The report notes that Canadian companies are taking advantage of historically low interest rates to finance investments – some of which is being directed towards expanding export opportunities.

“Growth in business investment outperformed growth in exports to the U.S. for 30 out of the past 36 quarters—by far the longest duration of outperformance on record,” adds Mr. Tal. “And while real exports to the U.S. hardly changed over the past decade, business investment managed to grow by an average annual rate of more than four per cent—again a record performance gap.”

He doesn’t put much stock in the fact that a strong Canadian dollar is the reason for this surge in capital expenditures. He found that real imports of machinery and equipment are rising today at roughly the same rate as they did when the loonie was much weaker.

Mr. Tal notes that while targeting increased export markets requires extra investment, it also means an improved bottom line. Academic research on the link between export diversification and corporate profits show that the relationship is highly non-linear. Both extremes (too high or too low levels of diversification) act as a negative for profits with the main improvement seen in the move from the low to medium level of diversification.

“With exports to the U.S. still accounting for a sizeable 75 per cent of total exports, it is clear that Canada is currently in the optimal stage of its diversification process, with any increase in diversification adding notably to the bottom line,” he says. “Already, exports to the U.S. as a share of Canadian corporate sales are hovering around their lowest rate since the early 1990s—implying a notable reduction in the sensitivity of corporate profits to exports to the U.S. This sensitivity will continue to decline as Canadian exporters increase their exposure to alternative markets.”

Diversification comes in two ways – increasing the markets we trade with and increasing the products we sell. On the surface it appears while we’ve made progress on the market front, we’ve lagged behind in terms of the range of goods exported.

“The surge in the share of energy exports (in terms of both volume and value) has resulted in a 10 point reduction in the diversification measure of Canadian exports by product,” notes Mr. Tal.

“However, this broad measure masks a more promising trend when one zooms in on manufacturing and industrial products. In this space, when measured by volume, overall diversification has improved by more than 30 per cent over the decade. Key here are sectors that contributed to both product and destination diversification such as wood and paper, chemicals, metals and minerals, agriculture food, machinery and equipment, and aerospace.”

He adds that increased diversification of exports by destination and product is not only necessary to maintain profitability, but is also required to hedge against the increased economic volatility that is likely to be an integral part of the economic landscape going forward. The past decade was characterized by reduced volatility in the economy, in general, and corporate profitability, in particular. The role of increased consumer borrowing was key in smoothing economic variability during this period.

He believes that credit will likely play a lesser role in the new economic mix and the economy will lose its main shock absorber.
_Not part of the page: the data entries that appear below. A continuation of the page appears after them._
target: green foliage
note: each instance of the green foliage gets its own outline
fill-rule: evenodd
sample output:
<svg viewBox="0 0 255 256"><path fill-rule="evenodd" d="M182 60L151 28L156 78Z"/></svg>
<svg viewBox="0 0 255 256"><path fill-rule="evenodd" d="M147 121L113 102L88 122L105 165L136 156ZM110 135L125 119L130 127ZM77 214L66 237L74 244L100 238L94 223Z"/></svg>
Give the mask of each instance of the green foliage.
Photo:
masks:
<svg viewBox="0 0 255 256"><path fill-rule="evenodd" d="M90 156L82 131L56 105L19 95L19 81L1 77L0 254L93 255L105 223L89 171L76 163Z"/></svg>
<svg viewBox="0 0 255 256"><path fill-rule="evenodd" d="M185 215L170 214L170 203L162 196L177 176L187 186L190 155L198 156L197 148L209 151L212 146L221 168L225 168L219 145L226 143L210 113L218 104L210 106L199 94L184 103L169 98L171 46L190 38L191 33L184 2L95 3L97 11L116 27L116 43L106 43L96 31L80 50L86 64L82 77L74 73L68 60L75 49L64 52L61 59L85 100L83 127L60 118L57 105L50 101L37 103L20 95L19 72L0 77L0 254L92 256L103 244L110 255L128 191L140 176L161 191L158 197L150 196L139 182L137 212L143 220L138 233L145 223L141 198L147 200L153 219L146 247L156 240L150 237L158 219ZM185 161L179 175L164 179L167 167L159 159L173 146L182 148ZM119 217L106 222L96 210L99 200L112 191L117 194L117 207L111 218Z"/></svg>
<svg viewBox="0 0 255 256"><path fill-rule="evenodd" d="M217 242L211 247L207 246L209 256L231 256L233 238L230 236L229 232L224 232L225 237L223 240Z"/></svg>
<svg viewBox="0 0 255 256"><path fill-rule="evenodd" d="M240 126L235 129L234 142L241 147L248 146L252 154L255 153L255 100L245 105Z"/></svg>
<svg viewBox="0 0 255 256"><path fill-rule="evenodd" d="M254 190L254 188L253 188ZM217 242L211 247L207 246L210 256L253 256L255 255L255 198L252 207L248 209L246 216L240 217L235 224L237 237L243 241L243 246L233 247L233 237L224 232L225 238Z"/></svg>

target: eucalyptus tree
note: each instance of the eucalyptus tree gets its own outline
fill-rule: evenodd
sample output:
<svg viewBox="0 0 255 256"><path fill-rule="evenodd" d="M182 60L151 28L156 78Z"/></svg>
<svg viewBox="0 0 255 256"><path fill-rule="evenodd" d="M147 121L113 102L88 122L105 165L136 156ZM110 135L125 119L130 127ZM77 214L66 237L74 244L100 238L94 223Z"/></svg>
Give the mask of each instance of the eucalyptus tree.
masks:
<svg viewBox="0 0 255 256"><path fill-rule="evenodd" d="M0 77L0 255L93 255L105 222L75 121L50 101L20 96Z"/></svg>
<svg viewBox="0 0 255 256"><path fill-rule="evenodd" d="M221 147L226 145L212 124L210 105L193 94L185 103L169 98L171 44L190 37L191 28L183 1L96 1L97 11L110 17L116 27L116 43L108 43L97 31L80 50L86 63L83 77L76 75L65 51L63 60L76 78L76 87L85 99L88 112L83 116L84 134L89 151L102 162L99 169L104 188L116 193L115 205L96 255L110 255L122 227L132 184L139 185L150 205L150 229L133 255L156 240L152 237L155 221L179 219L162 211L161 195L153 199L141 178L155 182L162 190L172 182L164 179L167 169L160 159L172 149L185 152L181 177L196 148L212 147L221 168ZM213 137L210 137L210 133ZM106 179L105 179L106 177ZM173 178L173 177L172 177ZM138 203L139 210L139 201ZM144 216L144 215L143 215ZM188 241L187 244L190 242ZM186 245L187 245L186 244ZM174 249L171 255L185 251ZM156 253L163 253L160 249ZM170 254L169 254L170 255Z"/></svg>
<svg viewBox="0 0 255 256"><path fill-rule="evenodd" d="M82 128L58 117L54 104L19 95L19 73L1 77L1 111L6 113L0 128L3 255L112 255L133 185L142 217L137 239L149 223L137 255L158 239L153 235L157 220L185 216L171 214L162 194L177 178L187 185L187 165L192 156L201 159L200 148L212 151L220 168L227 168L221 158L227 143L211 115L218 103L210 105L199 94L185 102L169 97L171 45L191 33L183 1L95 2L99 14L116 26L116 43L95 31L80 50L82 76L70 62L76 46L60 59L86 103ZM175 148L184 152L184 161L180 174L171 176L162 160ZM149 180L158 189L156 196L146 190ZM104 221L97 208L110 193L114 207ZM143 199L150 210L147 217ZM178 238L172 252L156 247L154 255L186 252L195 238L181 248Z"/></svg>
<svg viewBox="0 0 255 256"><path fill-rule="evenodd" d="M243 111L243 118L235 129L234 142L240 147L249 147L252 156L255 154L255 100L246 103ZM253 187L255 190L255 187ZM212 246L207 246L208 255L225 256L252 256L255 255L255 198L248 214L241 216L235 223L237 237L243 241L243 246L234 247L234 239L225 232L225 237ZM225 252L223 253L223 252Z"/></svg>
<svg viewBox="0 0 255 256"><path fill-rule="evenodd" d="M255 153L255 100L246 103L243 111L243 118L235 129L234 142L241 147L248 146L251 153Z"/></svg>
He expects the recent uptick in volatility to continue in the foreseeable future and for corporate Canada to adapt to the new reality by becoming more flexible and responsive.
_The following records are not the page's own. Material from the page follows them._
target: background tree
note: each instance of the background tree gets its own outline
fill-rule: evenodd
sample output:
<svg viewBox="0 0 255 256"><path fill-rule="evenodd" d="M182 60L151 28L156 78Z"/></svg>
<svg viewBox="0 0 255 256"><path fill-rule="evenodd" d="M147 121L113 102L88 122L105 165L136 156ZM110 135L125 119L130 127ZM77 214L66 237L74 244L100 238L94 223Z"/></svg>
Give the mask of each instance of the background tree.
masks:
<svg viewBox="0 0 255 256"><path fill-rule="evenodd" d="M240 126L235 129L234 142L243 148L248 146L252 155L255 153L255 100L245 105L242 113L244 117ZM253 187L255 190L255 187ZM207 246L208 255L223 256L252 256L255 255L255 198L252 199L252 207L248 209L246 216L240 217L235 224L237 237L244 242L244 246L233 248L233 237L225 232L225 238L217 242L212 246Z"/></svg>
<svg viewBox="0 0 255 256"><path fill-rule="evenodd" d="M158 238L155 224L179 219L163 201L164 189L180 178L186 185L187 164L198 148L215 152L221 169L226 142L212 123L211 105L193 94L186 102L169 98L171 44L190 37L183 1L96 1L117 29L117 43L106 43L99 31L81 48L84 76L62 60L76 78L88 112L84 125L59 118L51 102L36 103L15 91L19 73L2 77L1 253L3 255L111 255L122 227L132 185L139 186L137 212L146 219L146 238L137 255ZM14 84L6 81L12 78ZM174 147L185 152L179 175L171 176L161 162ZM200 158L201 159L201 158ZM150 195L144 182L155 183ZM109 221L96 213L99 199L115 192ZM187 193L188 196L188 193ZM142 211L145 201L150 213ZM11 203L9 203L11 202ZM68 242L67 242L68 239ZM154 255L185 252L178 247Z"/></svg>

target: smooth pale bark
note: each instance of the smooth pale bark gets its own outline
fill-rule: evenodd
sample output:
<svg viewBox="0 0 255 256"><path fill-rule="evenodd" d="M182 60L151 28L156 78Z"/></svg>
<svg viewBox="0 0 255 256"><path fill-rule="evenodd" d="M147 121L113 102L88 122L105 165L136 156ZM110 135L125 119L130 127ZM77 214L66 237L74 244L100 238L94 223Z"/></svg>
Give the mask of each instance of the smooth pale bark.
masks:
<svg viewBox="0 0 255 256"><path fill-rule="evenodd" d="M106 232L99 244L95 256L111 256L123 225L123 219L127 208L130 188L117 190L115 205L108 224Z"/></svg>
“These changes will be characterized by actions such as adapting variable hiring practices, more conservative finance practices, increased use of sales force to identify changes in the marketplace, increased ability to switch product type which, in turn, might require different capital equipment, and a higher capability to change the composition of sales during the cycle.

“The post-Great Recession era, and the new mix of economic growth that will define it, could provide corporate Canada with a golden opportunity to restructure itself in a way that simultaneously reduces its dependence on the U.S. economy, and improves its bottom line. Key here will be continued deliberate attempts to diversify export activity by both destination and product with the realization that such an action is no longer a choice but a necessity.”

The complete CIBC World Markets report is available at: http://research.cibcwm.com/economic_public/download/if-20111003.pdf.

CIBC’s wholesale banking business provides a range of integrated credit and capital markets products, investment banking, and merchant banking to clients in key financial markets in North America and around the world. We provide innovative capital solutions and advisory expertise across a wide range of industries as well as top-ranked research for our corporate, government and institutional clients.